Ich möchte auf einem ganz normalen Blatt Papier einen *"Kaffeerand"* darstellen. Mit Kaffeerand mein ich, wenn man eine Kaffeetasse auf ein Blatt stellt, ein Bißchen was überläuft und man die Tasse dann wieder weg nimmt, bleibt so ein Rand. Dürfte ja klar sein oder ?

- Wie würdet ihr das am besten mit Photoshop darstellen.
- Einscannen wär die eine Methode. Aber das würde ein bißchen schwer werden, weil ich auf dem Blatt schon Einiges drauf habe.

MFG sonicks


----------



## tool (7. Juni 2003)

Wieso kochst Du Dir nicht einfach kurz einen neuen Kaffee und stellst diesen auf ein neues sauberes Blatt Papier und scannst es?
Waere zumindest die einfachste Loesung.


----------



## sonicks (7. Juni 2003)

Naja gut, das wäre eine Möglichkeit. Das Problem ist halt nur, dass ich schon ein fertig bearbeitetes Blatt habe. 

Ich kann es ja mal probieren.
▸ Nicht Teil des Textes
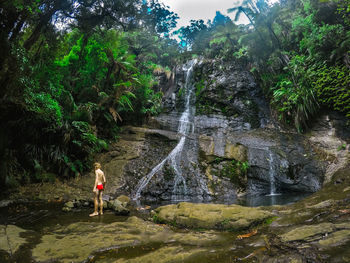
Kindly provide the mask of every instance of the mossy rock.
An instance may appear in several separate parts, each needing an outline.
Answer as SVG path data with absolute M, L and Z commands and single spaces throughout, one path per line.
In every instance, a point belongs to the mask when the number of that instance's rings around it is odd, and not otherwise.
M 20 235 L 26 230 L 14 225 L 0 225 L 0 250 L 14 254 L 26 240 Z
M 273 216 L 260 208 L 223 204 L 179 203 L 158 207 L 160 222 L 195 229 L 238 231 L 258 225 Z
M 77 222 L 68 226 L 58 226 L 52 232 L 45 233 L 41 243 L 32 250 L 34 260 L 39 262 L 82 262 L 98 251 L 111 247 L 132 249 L 135 245 L 173 244 L 178 246 L 220 246 L 226 242 L 215 233 L 177 233 L 167 226 L 157 225 L 137 217 L 129 217 L 124 222 L 110 224 L 98 222 Z M 135 262 L 178 262 L 176 250 L 164 247 L 136 258 Z M 183 254 L 192 258 L 202 249 L 191 249 Z M 170 255 L 167 255 L 170 253 Z M 161 259 L 159 258 L 161 257 Z M 142 260 L 144 259 L 144 261 Z M 167 260 L 166 260 L 167 259 Z M 125 262 L 118 259 L 116 262 Z M 129 261 L 126 261 L 129 262 Z M 134 262 L 134 261 L 133 261 Z

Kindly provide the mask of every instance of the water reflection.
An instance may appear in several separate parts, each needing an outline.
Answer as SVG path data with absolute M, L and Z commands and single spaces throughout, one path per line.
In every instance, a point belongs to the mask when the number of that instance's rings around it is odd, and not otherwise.
M 293 204 L 299 200 L 302 200 L 311 195 L 311 193 L 279 193 L 279 194 L 269 194 L 269 195 L 246 195 L 239 197 L 237 199 L 229 200 L 217 200 L 217 201 L 203 201 L 197 199 L 178 199 L 173 201 L 149 201 L 149 200 L 137 200 L 134 204 L 136 207 L 150 206 L 152 209 L 158 206 L 177 204 L 180 202 L 191 202 L 191 203 L 217 203 L 217 204 L 237 204 L 241 206 L 256 207 L 256 206 L 272 206 L 272 205 L 289 205 Z

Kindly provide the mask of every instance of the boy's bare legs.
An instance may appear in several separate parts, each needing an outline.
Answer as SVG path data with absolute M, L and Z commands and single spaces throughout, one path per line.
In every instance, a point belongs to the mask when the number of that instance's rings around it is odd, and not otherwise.
M 100 192 L 100 191 L 98 191 Z M 95 198 L 94 198 L 94 212 L 90 214 L 90 216 L 97 216 L 98 215 L 98 201 L 97 201 L 97 196 L 99 195 L 98 192 L 95 192 Z
M 103 200 L 102 200 L 102 194 L 103 194 L 103 191 L 99 191 L 98 196 L 99 196 L 99 200 L 100 200 L 100 215 L 103 215 Z

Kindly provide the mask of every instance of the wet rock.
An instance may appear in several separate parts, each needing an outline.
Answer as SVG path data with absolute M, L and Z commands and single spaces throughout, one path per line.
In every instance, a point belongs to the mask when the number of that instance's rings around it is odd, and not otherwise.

Wenn jemand eine andere Lösung hat, posten.


----------



## cocoon (7. Juni 2003)

> _Original geschrieben von sonicks _
> Das Problem ist halt nur, dass ich schon ein fertig bearbeitetes Blatt habe.


Dann musst Du Dein bereits fertiges Papier mit dem gescannten Kaffeerand kombinieren, z.B. durch
- angleichen von Helligkeit/Kontrast/Farbe,
- Ebenenmasken und
- Ebenenmodi


----------



## sonicks (7. Juni 2003)

Na gut ok, ich sehe ich werd wohl nicht drum herum kommen . 

Falls jemand noch was einfällt  ...

Ich kann ja dann mal mein Ergebnis posten.


----------